Keeping Up With Data #79

Source: https://www.dell.com/en-us/blog/the-ugly-truth-about-data-management/

The image above comes from Bill Schmarzo’s article called The Ugly Truth About Data Management. It is a sad truth that many data infrastructures resemble a Rube Goldberg machine. One taking a relatively straightforward business reality, captured in an incredibly complex (and complicated) way. Not only it prevents an organisation from effectively solving its business problems, but it also keeps many of the smartest people fighting the battle to keep the system alive. In order to minimise the risk of making wrong and irreversible (which is the worst!) choices, we should keep learning from industry best practices and lessons learnt shared by others.

And that’s the whole point of this weekly reading list.

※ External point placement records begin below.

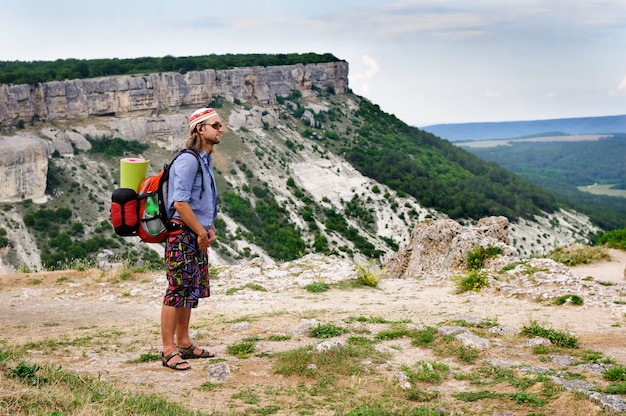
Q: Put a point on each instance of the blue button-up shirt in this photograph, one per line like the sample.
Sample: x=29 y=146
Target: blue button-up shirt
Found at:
x=185 y=185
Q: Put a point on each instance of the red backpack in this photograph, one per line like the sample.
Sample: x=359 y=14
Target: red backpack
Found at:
x=144 y=214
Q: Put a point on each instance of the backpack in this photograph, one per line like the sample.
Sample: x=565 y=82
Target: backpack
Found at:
x=144 y=213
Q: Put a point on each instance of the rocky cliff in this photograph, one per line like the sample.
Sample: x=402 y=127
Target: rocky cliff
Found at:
x=23 y=167
x=125 y=95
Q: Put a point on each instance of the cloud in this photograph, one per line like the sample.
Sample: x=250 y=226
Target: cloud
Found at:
x=622 y=85
x=493 y=94
x=620 y=90
x=362 y=78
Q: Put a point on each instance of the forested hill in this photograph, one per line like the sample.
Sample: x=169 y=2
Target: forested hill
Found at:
x=17 y=72
x=517 y=129
x=437 y=173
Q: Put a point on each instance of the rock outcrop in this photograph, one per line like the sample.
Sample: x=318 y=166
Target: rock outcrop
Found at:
x=23 y=167
x=125 y=95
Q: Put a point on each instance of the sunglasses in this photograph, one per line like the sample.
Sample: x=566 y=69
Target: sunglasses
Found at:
x=217 y=125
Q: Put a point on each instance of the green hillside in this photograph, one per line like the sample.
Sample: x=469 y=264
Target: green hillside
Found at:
x=562 y=167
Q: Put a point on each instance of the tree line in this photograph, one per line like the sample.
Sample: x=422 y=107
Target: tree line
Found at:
x=33 y=72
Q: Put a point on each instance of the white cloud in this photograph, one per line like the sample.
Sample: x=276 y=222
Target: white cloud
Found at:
x=361 y=79
x=621 y=89
x=493 y=94
x=622 y=85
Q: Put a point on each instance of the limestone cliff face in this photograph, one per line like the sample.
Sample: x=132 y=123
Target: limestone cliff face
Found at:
x=23 y=168
x=125 y=95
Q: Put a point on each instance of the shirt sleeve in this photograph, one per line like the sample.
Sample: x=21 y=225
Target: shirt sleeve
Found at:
x=183 y=174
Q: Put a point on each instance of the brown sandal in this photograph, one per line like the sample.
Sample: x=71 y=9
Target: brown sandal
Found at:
x=174 y=366
x=187 y=353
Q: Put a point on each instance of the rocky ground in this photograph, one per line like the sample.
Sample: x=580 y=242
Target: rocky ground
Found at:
x=95 y=322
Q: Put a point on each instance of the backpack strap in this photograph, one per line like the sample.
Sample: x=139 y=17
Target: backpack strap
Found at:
x=193 y=152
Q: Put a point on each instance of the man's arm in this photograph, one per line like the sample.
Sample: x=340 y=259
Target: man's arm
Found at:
x=205 y=237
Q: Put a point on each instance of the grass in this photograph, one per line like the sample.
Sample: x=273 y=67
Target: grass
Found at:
x=573 y=256
x=558 y=338
x=50 y=390
x=572 y=299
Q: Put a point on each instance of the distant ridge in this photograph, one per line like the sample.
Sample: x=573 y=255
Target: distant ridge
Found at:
x=517 y=129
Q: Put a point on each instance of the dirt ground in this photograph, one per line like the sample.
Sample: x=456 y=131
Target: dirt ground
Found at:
x=94 y=322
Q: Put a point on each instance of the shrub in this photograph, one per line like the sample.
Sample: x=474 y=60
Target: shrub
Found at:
x=476 y=258
x=326 y=331
x=561 y=339
x=573 y=299
x=369 y=274
x=474 y=281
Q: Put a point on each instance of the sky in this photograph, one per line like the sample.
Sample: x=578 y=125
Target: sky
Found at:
x=425 y=61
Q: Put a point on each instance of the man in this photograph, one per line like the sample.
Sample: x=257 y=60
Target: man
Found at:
x=192 y=202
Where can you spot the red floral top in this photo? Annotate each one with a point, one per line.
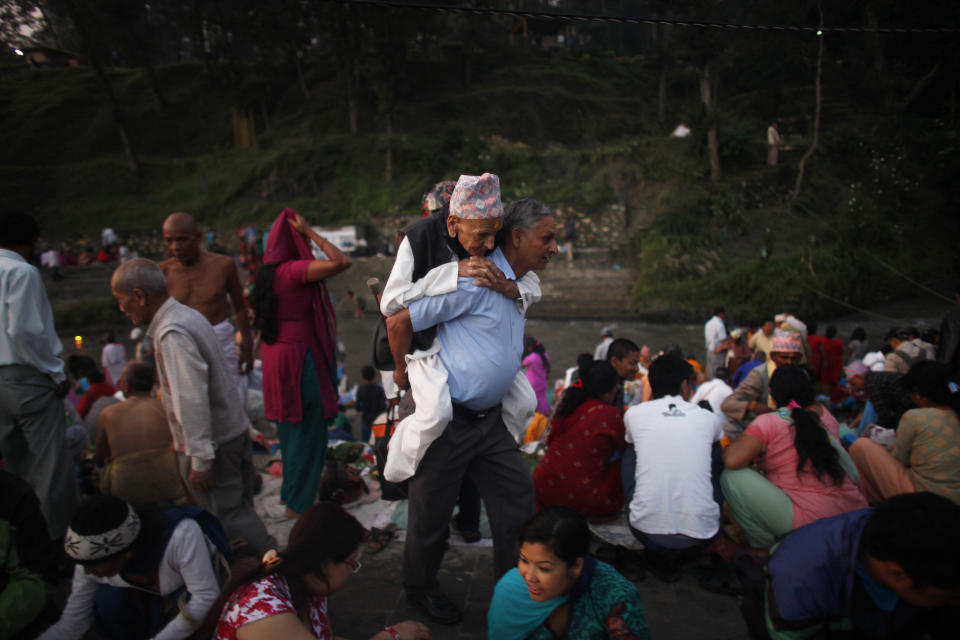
(582, 467)
(267, 597)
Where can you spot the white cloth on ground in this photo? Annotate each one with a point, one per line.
(673, 440)
(198, 393)
(600, 353)
(113, 357)
(226, 336)
(27, 336)
(713, 391)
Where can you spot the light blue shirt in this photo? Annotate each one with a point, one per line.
(481, 338)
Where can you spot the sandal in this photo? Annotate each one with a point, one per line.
(379, 538)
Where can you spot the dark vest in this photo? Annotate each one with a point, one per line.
(432, 247)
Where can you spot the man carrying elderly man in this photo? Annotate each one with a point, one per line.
(479, 342)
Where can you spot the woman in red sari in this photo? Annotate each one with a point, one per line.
(833, 359)
(582, 467)
(298, 332)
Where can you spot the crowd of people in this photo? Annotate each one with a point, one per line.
(824, 476)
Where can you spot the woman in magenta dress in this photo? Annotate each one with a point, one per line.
(298, 330)
(832, 359)
(536, 364)
(582, 467)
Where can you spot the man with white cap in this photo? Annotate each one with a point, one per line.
(752, 397)
(479, 344)
(436, 250)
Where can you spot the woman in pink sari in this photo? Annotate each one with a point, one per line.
(298, 330)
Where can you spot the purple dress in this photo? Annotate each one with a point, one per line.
(537, 375)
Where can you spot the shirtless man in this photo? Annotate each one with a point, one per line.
(203, 280)
(134, 443)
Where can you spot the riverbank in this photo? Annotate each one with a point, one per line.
(577, 303)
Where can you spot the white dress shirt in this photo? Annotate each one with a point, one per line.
(198, 392)
(28, 337)
(713, 333)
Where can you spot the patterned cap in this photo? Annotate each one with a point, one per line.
(437, 197)
(786, 341)
(855, 368)
(477, 198)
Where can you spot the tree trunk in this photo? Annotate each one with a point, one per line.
(816, 121)
(662, 77)
(713, 144)
(91, 52)
(199, 34)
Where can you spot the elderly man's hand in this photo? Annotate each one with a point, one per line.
(487, 274)
(201, 480)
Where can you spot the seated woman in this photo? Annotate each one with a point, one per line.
(285, 596)
(559, 591)
(807, 474)
(587, 434)
(926, 449)
(133, 569)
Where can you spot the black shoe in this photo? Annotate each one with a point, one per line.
(435, 606)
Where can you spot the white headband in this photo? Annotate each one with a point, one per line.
(98, 546)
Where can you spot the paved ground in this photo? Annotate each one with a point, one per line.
(374, 598)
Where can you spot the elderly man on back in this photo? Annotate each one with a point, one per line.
(480, 335)
(208, 425)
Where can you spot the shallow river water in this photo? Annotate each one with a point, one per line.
(566, 338)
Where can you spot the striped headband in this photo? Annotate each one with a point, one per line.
(98, 546)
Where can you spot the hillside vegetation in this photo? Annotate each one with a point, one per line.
(578, 129)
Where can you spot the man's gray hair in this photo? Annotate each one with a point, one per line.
(140, 273)
(524, 215)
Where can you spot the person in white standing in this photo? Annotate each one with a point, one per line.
(32, 379)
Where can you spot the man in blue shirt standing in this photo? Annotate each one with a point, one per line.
(480, 333)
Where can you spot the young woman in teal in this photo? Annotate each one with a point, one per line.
(558, 590)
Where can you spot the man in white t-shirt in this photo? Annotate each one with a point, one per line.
(673, 506)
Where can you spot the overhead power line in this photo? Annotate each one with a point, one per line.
(699, 24)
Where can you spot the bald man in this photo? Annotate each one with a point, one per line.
(204, 281)
(208, 427)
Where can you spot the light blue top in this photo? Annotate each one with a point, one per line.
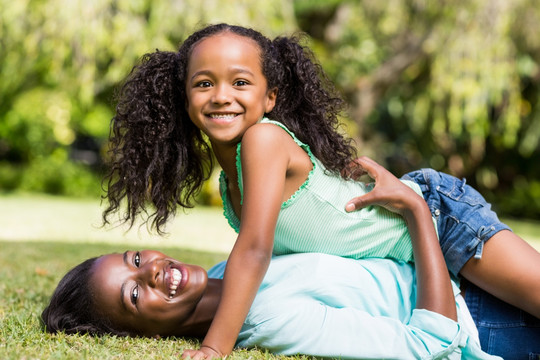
(314, 217)
(328, 306)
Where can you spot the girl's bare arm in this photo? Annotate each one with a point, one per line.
(433, 281)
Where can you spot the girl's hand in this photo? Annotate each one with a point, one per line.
(389, 192)
(203, 353)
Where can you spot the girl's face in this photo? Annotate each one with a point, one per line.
(146, 292)
(226, 89)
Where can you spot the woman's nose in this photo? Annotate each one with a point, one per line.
(150, 273)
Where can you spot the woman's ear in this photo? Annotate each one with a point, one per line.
(271, 96)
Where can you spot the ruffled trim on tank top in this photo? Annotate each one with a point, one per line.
(228, 211)
(307, 149)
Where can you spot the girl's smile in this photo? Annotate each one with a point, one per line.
(226, 89)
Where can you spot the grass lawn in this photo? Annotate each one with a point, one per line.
(43, 237)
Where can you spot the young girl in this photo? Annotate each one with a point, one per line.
(281, 183)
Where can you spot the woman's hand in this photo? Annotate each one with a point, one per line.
(204, 352)
(389, 192)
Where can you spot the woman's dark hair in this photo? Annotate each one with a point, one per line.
(71, 309)
(159, 157)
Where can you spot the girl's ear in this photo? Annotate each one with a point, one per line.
(271, 96)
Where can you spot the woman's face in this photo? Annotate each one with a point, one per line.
(146, 292)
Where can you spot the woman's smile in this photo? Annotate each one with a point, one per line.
(146, 292)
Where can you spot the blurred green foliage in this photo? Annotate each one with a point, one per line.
(453, 85)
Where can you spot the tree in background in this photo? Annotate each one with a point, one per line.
(452, 85)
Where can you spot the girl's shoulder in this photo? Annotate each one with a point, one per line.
(267, 133)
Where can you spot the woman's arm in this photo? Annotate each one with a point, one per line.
(433, 281)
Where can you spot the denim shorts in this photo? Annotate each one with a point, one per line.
(503, 329)
(464, 219)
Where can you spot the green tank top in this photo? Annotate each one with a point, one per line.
(314, 218)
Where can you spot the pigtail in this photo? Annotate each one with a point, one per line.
(309, 105)
(157, 155)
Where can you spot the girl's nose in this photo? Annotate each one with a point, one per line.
(150, 273)
(221, 95)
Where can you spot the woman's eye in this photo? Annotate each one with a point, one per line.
(135, 295)
(137, 259)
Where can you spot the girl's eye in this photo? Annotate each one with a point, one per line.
(137, 259)
(135, 295)
(240, 83)
(203, 84)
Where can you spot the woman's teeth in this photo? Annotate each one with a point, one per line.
(222, 116)
(176, 278)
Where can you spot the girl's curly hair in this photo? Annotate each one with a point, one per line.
(159, 156)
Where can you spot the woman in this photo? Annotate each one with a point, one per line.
(308, 303)
(312, 304)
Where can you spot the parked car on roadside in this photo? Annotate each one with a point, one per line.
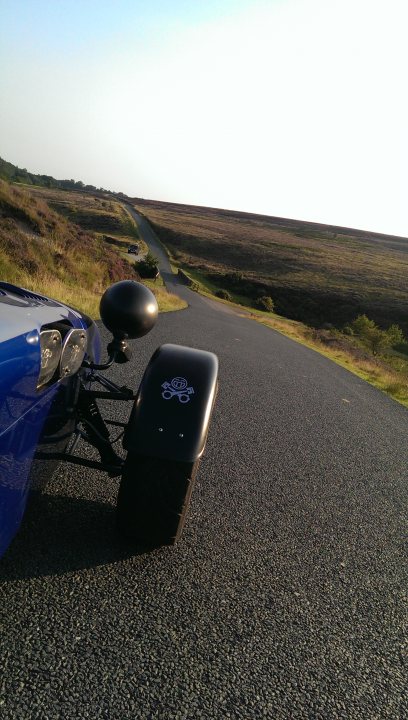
(50, 385)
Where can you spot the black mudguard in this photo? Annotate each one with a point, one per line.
(172, 411)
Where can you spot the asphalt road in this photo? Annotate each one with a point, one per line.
(285, 595)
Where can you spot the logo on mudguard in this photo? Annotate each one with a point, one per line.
(177, 388)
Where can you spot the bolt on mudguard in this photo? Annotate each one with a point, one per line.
(172, 411)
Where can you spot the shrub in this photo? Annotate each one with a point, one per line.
(373, 337)
(265, 303)
(223, 294)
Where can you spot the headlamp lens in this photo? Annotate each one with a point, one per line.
(50, 344)
(73, 351)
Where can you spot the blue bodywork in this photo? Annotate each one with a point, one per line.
(24, 409)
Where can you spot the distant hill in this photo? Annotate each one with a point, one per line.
(46, 252)
(14, 174)
(315, 273)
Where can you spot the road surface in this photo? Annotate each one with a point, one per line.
(284, 597)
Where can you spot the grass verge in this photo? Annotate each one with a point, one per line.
(372, 370)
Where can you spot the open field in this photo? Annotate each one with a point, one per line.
(43, 249)
(315, 273)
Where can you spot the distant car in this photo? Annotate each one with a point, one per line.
(49, 366)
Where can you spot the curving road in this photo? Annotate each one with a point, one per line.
(285, 596)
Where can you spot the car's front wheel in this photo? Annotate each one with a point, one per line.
(153, 499)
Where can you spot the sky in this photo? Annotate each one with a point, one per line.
(290, 108)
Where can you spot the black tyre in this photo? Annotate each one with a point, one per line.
(153, 499)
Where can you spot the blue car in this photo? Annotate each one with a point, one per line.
(50, 383)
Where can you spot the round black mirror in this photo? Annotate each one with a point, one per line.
(128, 309)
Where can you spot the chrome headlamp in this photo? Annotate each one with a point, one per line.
(50, 345)
(73, 352)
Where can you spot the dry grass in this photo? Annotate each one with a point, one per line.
(346, 352)
(45, 252)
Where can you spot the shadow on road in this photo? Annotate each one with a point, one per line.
(64, 534)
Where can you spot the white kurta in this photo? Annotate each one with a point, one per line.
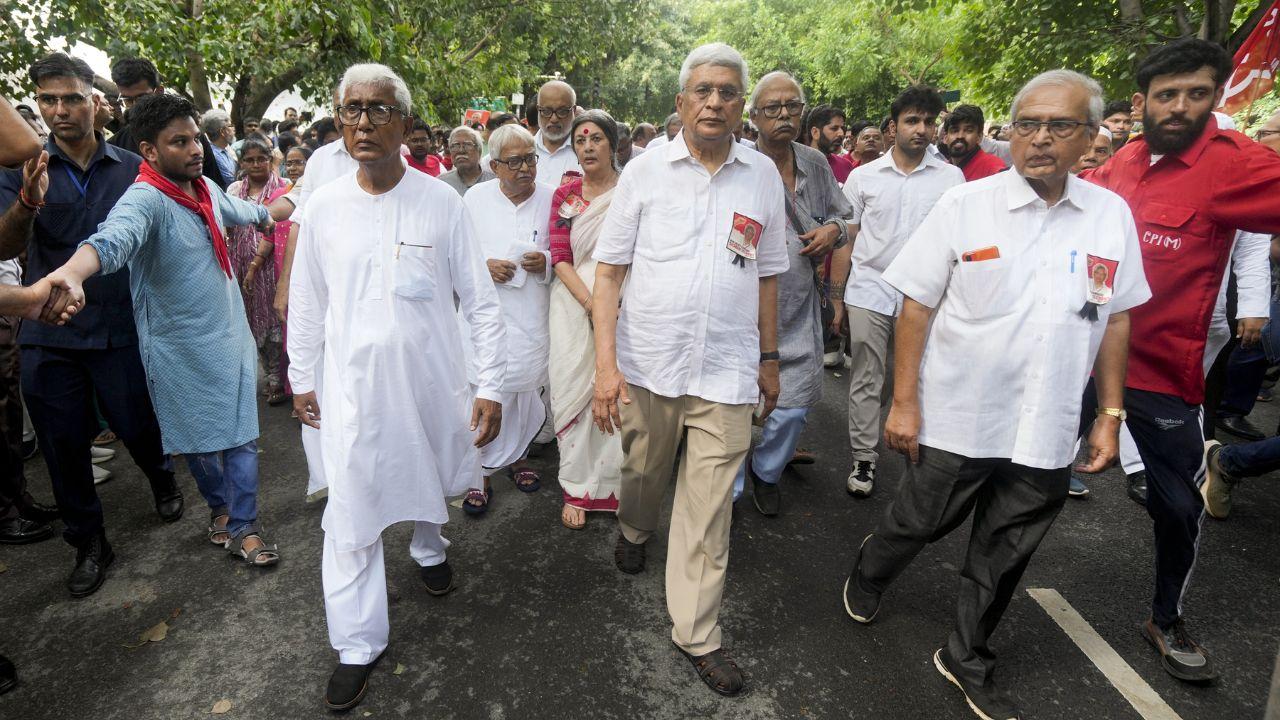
(373, 296)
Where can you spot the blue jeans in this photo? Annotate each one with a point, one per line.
(1251, 459)
(228, 479)
(777, 446)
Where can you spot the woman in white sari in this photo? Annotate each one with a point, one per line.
(590, 468)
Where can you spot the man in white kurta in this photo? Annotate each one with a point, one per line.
(373, 297)
(508, 231)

  • Recommender Systems, Not Just Recommender Models: The purpose of the recommender models is to score an interest of a user in an item. This is obviously very useful in many situations when companies want to serve personalised subsets of content, items, products etc. to their customers. But in real life, the model is not enough as there are many other challenges. There might be too many items making the computations difficult, we don’t want to recommend some of the items, or we want to promote some other items. Therefore, a complete recommender system goes way beyond the recommender model and consists of four main stages — Retrieval, Filtering, Scoring, and Ordering. (Even Oldridge @ NVIDIA Merlin)
  • How to Measure and Mitigate Position Bias: “Position bias happens when higher positioned items are more likely to be seen and thus clicked regardless of their actual relevance. This leads to lesser engagement on lower ranked items.” This presents a challenge to the ML engineers because “training our models on biased historical data perpetuates the bias via a self-reinforcing feedback loop.” Luckily, there are ways to measure and mitigate position bias. Adding randomness is one of them. (Eugene Yan)
  • Advanced exploratory data analysis (EDA) with Python: Every data project needs EDA. Sometimes more thorough, sometimes a quick one. But we always need to get familiar with the data and inspect anything relevant for the problem at hand. I remember ten years ago I wrote my own EDA package to increase my productivity with this important step. Nowadays, there are many packages and guides — such as this one — helping data analysts and data scientists to spend more time exploring the data than writing code to explore the data. From time to time, I’m reviewing data science testing tasks during a recruitment process. My advice to the candidates: Please don’t rush to get to modelling too soon. In the end, it’s usually very inefficient. (Michael Notter @ EPFL Extension School)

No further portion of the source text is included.